A text-to-speech model named Qwen3-TTS-Model is available on Kaggle. The dataset likely contains model weights, configuration files, or audio samples for speech synthesis. No further details on size, author, or specific contents are provided in the available metadata.
Product 1000 ASR TTS is a dataset hosted on Kaggle. The title suggests it contains data related to automatic speech recognition and text-to-speech synthesis. The dataset's specific content, size, and origin are not detailed in the provided metadata.

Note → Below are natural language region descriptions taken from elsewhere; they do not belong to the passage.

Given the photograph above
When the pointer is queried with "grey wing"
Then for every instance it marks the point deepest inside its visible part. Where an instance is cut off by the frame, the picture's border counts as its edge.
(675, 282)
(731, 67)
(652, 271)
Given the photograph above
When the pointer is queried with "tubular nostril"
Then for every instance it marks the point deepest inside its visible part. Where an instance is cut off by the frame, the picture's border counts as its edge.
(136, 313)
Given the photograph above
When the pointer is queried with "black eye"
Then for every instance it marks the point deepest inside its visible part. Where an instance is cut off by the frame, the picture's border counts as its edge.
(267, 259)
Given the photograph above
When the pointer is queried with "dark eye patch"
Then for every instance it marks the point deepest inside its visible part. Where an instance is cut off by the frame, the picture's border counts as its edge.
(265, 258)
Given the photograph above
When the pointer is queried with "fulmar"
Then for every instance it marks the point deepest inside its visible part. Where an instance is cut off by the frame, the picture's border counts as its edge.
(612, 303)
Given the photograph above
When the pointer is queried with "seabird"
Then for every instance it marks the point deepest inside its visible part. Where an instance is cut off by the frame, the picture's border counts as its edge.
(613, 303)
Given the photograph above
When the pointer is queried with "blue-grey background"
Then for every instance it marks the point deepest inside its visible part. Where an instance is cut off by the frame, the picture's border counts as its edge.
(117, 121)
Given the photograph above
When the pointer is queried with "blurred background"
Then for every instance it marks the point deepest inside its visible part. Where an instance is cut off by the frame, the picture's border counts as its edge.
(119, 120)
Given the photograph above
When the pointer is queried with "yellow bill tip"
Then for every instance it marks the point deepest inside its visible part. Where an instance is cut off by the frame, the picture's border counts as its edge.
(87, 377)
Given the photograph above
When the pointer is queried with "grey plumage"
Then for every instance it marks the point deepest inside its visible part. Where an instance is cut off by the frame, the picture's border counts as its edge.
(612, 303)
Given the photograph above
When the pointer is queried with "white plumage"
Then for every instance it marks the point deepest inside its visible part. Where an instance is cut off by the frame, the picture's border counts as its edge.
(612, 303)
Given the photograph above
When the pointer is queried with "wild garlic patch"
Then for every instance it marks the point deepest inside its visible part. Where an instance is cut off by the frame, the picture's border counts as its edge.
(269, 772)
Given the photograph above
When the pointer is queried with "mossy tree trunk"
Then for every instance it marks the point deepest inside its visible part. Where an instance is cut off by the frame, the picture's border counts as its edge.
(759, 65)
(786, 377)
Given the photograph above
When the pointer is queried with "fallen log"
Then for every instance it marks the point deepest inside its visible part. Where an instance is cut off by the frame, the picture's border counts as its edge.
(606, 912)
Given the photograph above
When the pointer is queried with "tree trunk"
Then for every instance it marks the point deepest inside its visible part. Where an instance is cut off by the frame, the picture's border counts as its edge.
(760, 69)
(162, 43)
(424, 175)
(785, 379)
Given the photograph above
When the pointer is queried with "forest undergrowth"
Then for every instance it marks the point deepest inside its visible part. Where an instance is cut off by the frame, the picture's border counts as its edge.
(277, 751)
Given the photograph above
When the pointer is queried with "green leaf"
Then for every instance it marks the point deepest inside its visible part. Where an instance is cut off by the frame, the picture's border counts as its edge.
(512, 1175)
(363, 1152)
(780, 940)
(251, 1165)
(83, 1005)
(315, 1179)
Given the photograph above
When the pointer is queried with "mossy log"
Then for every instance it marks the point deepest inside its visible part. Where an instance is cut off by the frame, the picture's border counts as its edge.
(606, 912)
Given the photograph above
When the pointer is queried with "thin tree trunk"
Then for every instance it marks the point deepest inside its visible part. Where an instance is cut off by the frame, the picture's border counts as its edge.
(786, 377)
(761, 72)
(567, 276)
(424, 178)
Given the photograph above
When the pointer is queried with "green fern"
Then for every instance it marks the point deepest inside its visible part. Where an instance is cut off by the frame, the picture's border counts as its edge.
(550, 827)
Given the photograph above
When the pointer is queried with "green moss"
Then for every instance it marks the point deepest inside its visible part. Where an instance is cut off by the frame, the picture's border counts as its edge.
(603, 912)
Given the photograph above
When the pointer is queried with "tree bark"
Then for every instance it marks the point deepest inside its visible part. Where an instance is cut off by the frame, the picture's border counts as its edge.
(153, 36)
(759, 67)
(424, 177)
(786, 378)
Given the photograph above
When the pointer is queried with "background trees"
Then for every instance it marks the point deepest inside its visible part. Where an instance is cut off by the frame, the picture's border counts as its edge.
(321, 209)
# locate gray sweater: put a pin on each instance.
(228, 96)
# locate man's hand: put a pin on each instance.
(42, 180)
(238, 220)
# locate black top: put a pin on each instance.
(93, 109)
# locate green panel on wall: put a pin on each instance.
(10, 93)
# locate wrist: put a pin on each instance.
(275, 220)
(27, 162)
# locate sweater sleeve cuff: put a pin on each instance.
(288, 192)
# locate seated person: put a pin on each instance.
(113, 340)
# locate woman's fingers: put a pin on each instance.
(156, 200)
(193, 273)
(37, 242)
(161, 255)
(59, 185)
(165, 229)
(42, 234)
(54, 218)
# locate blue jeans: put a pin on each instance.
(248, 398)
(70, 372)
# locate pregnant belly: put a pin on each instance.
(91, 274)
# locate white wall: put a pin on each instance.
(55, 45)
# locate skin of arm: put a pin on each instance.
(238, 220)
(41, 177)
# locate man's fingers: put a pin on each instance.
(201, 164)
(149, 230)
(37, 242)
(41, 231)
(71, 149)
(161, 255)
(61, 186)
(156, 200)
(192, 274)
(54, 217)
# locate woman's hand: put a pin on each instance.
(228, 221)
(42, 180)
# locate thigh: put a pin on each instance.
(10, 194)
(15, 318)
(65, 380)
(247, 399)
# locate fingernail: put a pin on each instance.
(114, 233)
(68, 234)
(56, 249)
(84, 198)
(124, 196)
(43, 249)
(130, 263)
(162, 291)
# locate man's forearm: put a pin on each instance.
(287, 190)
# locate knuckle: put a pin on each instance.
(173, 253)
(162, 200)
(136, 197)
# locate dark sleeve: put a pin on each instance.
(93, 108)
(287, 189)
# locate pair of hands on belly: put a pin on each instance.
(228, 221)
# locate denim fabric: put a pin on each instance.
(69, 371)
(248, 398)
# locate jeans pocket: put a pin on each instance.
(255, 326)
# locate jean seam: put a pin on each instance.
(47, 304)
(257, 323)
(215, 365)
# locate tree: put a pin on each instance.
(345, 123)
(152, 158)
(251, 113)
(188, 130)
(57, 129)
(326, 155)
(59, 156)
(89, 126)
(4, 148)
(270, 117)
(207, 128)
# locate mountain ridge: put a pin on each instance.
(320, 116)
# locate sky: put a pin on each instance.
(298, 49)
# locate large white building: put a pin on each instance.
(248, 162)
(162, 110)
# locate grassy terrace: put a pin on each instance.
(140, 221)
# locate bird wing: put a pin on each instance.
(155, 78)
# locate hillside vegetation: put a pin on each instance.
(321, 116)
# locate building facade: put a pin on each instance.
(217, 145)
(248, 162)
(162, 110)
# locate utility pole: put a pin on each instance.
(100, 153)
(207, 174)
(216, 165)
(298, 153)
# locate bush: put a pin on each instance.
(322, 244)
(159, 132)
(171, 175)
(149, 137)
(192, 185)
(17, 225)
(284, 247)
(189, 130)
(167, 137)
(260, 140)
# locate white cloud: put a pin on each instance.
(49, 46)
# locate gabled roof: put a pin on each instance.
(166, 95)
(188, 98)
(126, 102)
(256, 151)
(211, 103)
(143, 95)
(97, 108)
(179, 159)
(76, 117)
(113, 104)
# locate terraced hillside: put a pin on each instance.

A dataset for text-to-speech synthesis, likely containing audio samples and corresponding text transcripts. It appears to focus on code-switching, where speakers alternate between two or more languages. The dataset is hosted on Kaggle, but its specific size, creation date, and author are unknown.
Kaggle hosts a dataset titled 'Disjoint Code Switch Entity TTS'. The title suggests it contains data for text-to-speech synthesis, likely involving code-switching between languages and named entities. The dataset's author, organization, and specific contents are unknown from the provided metadata.
MMedFD is a benchmark dataset for multi-turn, full-duplex automatic speech recognition in real-world healthcare settings. The dataset was created by HanselZz and was last updated on Hugging Face in February 2026. Full access requires internal approval and a research-only data use agreement.
CAMMDLS is an academic dataset of metal music lyrics and subgenres. The dataset was sourced from Kaggle, but the author, organization, and last update date are unknown. The description indicates a focus on academic analysis of lyrics and subgenre classification.